The project would suit someone with an interest in Galactic dynamics & archaeology, and development of astrophysics simulation software, including GPU programming. You would learn software development skills as well as theoretical astrophysics, working within a friendly and welcoming department with lots of complementary expertise on galaxies, stars and dark matter. 

Supervisors: Dr Jason Hunt and Professor Justin Read

Entry requirements

Open to any UK or international candidates. Up to 30% of our UKRI funded studentships can be awarded to candidates paying international rate fees. Find out more about eligibility. Starting in October 2024.

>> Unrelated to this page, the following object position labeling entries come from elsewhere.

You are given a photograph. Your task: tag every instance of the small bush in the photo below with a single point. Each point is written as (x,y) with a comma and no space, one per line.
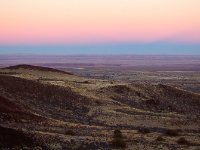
(160,139)
(70,132)
(172,132)
(144,130)
(183,141)
(118,143)
(98,102)
(118,134)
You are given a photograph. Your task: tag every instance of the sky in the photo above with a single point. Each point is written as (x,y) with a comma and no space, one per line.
(100,26)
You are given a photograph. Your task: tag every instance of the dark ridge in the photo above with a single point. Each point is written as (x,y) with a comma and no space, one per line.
(11,111)
(31,67)
(46,99)
(15,139)
(159,98)
(10,138)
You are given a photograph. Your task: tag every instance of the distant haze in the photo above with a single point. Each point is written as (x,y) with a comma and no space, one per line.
(100,27)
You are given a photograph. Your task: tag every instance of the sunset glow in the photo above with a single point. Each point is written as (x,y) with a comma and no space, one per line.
(99,21)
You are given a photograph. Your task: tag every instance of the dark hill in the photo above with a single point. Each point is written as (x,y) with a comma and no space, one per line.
(39,68)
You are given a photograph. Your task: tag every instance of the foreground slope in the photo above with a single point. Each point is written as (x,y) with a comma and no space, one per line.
(71,112)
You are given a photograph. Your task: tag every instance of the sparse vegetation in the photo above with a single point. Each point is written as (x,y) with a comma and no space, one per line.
(118,140)
(160,139)
(70,132)
(171,132)
(144,130)
(62,112)
(183,141)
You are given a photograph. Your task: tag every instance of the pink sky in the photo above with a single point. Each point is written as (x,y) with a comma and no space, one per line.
(96,21)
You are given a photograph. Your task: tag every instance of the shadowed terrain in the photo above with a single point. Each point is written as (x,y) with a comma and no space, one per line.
(51,109)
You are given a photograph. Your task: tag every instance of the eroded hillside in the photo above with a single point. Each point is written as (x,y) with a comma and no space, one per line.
(65,111)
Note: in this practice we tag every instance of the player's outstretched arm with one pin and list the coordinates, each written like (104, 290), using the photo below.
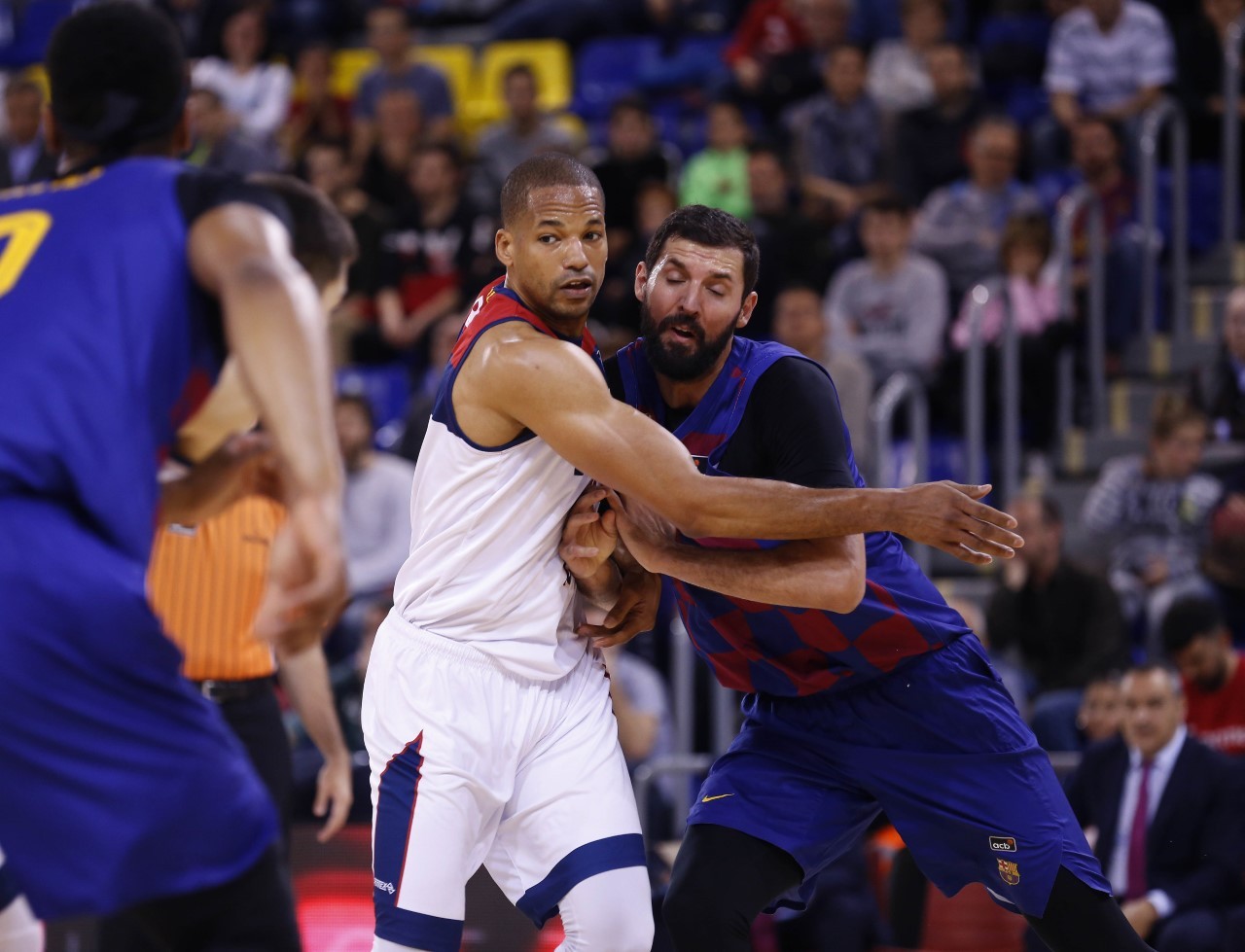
(555, 390)
(271, 315)
(826, 574)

You will need to meet the minimum entry requirements for our Physics PhD programme.

How to apply

Applications should be submitted via the Physics PhD programme page. In place of a research proposal, you should upload a document stating the title of the project that you wish to apply for and the name of the relevant supervisor.


Physics (29)

Funding Notes

UKRI standard stipend (currently £18,622 p.a.) with an additional bursary of £1,700 p.a. (for the full 3.5 years) for exceptional candidates. Full home or O/S fees (as applicable) covered. A research, training and support grant of £3,000 over the project is offered. Open to any UK or international candidates. Up to 30% of our UKRI funded studentships can be awarded to candidates paying international rate fees.